When genetically modified mosquitoes stop being released into an area, the Ae. aegypti mosquito population slowly returns to normal levels, so control requires regular release of modified mosquitos.
One of great advantage is that genetically modified mosquitoes will only work to reduce numbers of the target mosquito species (eg Ae. aegypti), not other types of mosquitoes, leaving ecosystems intact.
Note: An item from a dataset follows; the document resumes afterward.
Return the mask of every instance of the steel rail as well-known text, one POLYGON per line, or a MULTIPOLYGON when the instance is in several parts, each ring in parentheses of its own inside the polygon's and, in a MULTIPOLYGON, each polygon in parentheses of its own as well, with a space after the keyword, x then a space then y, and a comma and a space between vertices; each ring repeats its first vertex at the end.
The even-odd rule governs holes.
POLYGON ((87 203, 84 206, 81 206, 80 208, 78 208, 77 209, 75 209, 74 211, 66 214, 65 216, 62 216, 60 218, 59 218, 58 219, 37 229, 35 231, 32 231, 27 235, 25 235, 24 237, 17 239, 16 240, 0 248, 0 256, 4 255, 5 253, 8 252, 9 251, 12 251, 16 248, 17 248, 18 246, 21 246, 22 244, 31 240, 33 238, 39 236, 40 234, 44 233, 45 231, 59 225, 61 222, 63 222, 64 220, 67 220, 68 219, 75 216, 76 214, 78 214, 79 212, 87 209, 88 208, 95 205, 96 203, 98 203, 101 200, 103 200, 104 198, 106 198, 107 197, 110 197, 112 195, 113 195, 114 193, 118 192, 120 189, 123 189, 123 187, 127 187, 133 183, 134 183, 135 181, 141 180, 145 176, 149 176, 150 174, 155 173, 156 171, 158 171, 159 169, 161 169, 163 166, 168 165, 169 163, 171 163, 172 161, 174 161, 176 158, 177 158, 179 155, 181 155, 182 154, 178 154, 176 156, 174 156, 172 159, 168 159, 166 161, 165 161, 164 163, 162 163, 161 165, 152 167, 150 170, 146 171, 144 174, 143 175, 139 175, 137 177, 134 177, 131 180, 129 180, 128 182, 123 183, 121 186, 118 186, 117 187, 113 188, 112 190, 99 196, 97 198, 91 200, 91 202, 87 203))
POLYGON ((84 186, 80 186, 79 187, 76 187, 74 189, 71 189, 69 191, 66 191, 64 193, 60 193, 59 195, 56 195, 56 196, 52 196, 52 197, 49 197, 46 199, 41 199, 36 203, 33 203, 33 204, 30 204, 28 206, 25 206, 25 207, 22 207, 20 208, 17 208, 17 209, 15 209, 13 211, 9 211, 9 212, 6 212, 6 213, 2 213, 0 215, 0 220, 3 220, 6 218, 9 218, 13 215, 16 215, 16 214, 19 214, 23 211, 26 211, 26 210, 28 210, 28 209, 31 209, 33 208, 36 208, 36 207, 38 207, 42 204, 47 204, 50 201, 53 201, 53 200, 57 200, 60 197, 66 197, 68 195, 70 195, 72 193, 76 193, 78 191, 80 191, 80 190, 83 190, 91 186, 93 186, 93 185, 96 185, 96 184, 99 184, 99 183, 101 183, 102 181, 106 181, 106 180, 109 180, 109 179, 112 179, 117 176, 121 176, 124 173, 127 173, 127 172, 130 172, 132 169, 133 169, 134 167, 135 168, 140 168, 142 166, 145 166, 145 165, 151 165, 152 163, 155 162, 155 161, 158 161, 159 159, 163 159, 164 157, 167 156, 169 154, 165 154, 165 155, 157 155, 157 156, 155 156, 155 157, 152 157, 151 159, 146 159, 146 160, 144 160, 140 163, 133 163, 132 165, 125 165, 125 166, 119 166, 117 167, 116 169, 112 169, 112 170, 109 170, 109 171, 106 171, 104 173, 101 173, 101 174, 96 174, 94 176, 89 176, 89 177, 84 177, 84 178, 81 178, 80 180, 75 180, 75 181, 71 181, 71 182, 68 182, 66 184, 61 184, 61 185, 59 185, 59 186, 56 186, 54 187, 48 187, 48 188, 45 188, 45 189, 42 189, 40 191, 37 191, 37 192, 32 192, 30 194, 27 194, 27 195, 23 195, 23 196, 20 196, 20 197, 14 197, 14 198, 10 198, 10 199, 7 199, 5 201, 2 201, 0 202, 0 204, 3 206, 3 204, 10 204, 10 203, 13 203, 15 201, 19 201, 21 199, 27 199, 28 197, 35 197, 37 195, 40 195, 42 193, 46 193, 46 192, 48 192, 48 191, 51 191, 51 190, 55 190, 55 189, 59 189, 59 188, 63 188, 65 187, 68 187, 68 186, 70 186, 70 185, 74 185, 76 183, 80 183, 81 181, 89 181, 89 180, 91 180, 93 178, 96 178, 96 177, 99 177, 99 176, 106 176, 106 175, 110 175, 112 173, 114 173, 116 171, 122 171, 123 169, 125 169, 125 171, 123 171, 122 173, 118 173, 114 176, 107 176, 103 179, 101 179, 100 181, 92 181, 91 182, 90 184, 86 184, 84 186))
Genetically modifying mosquitos
Producing genetically modified mosquitos is a laborious process. Pieces of DNA are injected into mosquito embryos at a very particular developmental stage in the egg and at a very precise location. Professor Luke Alphey, an arthropod geneticist at The Pirbright Institute explains:
“This is a very delicate micro-injection procedure that is technically demanding. Although we have quite a good success rate, we still need to inject 1,000 or so eggs to get about 100 fully grown adults. These are then bred to see which one can transmit the gene of interest to a next generation. And you might have to screen 10,000 or so individuals in the next generation to find the one.”
Scientists often use fluorescent tags attached to the gene of interest to identify the mosquitoes that carry it – a very useful visual cue to differentiate them from others in the field.
“Genetically modifying mosquitoes allows us to learn more about mosquito biology, how a pathogen infects and spreads in the insect, how the mosquito interacts with the pathogen but also its food source (humans) in hopes to find a way to limit or, even better, stop the spread of the disease.”
Although it is only female mosquitoes that bite, only the nectar-feeding males are modified.
“Some years ago we effectively produced sterile male mosquitoes. They needed a drug to survive. When released, they produced offspring that couldn’t grow up without this antidote. In the wild this second generation didn’t survive. Our modified males had almost no viable offspring. If enough wild females mated with our males, the target population would decline pretty dramatically. We demonstrated a 90% or so reduction.”
This technique has many advantages. For one thing, it is extremely species specific.
“We are not doing anything that insecticides or other mosquito control methods aren’t already doing, but we are being much more precise. Only the species of interest is affected. The males you release only mate with females of the same species and nothing else.”
The possibility of a really precise targeted species-specific control is quite hard to achieve by other methods.
“The released mosquitoes go out and look for females for you. They are neutralised even in relatively inaccessible hiding places. The males are quite likely to find them in ways that chemical insecticides or inspectors just can’t. So it is a very specific and efficient targeted technique.”
This has a very significant environmental benefit as other insect populations don’t have to die in order to control one species of mosquito. Plus, this targeted technique can be used to control invasive species in ecologically vulnerable settings. This is incredibly valuable for conservation biology and biodiversity.
Genetic manipulation can be used for population suppression, but researchers are also seeking other approaches to population modification. Alphey speculates about the future possibilities of genetically-modified mosquito disease control:
“What if we could make mosquitoes less able to transmit the disease and make it a heritable trait that could spread through a target population. The mosquitoes would still be filling their ecological niche - and still biting people - but they wouldn’t be transmitting diseases, or at least not nearly as well. It would be a bit like going around vaccinating mosquitoes. It would be the same outcome. The mosquitoes would still be there, and they’d still be biting people and doing their thing, but they wouldn't be transmitting disease.”
But for that kind of approach, scientists first need to understand more about why some mosquitoes carry diseases and some don’t.